Last Friday, we saw Lizzie’s neurologist.  Lizzie hadn’t had a seizure in over four months, and we were discussing how well she was doing, and how we would maintain what she was doing, and not change anything.

I was feeling pretty good about where she was with seizures, and the doctor and I had even thought we had discovered a connection between her recent breakthrough seizures, because a few months ago there was a shortage with Lizzie’s one medication, and for several months we were bouncing back and forth between the brand name seizure med and its generic counterpart.  I asked the doctor if this could cause seizures.  She seemed to agree that must have been the cause, because there was nothing else we could attribute it to, and because once we maintained the name brand the breakthroughs had stopped.  She even gave us a new prescription with the “Do Not Substitute” box checked.  Problem solved, right?

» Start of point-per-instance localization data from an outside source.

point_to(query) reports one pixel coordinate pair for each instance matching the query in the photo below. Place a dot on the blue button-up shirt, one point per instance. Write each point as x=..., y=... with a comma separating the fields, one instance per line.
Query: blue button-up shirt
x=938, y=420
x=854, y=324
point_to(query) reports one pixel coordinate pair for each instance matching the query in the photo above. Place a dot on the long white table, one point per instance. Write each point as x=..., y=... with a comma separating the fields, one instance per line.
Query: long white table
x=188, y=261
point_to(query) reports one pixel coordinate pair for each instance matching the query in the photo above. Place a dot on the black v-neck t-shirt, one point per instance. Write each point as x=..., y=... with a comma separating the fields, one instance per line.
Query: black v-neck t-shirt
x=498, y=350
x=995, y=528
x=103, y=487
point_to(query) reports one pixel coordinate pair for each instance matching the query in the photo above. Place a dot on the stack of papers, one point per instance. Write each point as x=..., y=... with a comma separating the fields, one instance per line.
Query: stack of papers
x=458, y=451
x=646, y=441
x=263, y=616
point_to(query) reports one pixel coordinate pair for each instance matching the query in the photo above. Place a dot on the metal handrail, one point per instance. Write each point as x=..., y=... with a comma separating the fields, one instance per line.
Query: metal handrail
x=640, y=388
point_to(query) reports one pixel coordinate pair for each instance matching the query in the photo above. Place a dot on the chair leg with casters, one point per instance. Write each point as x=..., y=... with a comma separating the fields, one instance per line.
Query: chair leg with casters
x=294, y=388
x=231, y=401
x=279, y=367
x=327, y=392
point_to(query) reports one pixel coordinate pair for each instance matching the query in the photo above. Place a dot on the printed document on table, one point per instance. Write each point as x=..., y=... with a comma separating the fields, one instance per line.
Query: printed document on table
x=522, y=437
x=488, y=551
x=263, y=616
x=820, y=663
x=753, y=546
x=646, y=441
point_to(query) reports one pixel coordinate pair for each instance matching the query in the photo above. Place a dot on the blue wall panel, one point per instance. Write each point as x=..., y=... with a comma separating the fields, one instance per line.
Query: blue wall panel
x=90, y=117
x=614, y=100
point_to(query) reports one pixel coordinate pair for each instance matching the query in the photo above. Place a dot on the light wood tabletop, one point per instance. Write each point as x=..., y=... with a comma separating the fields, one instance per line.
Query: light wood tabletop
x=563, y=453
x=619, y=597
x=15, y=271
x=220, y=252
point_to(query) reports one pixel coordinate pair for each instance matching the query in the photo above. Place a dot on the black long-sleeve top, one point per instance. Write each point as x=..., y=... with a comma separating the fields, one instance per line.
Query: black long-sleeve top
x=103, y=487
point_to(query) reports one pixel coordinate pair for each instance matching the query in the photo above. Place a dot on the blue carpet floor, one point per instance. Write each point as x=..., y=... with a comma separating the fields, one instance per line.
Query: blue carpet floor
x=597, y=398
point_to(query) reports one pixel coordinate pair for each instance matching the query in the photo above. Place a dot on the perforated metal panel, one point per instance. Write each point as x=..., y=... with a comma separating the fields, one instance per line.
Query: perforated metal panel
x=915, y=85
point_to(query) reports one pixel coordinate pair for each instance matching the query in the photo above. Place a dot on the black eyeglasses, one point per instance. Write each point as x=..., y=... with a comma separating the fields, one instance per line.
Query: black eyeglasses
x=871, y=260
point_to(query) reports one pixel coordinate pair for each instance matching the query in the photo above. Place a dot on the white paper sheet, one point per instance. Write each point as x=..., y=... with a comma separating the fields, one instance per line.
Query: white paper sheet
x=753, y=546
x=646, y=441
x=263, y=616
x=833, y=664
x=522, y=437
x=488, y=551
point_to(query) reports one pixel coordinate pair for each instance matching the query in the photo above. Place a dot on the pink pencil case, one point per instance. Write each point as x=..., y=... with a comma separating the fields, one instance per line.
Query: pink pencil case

That night, one of our friends came by with Christmas presents for the kids.  We opened the gifts, and visited.  Lizzie was not as into her unwrapping as she had been at Christmas a week earlier, but she was still managing.  She was biting everything she could, which was odd, but not unheard of.  Our friend left, and my son and I were sitting on the couch watching TV.  Lizzie fell asleep in her chair during her feeding.  It was not the first time, and I figured that I would just wait until her feeding finished, and then move her to bed.  Then her eyes opened.  Her tongue was sticking out, and her lips were bluish.  I went up to her and touched foreheads with her.  This is how I draw her attention when she’s not focused or preoccupied with something.  She seemed to look at me.  She was making a clucking in her throat, but then she threw up.  Now I wondered, was this a seizure?  Is she sick?  She threw up a lot.  I cleaned her up, and left her sitting, because I wanted to be sure she was done, before I laid her down.  The last thing I wanted was for her to throw up laying down and aspirate.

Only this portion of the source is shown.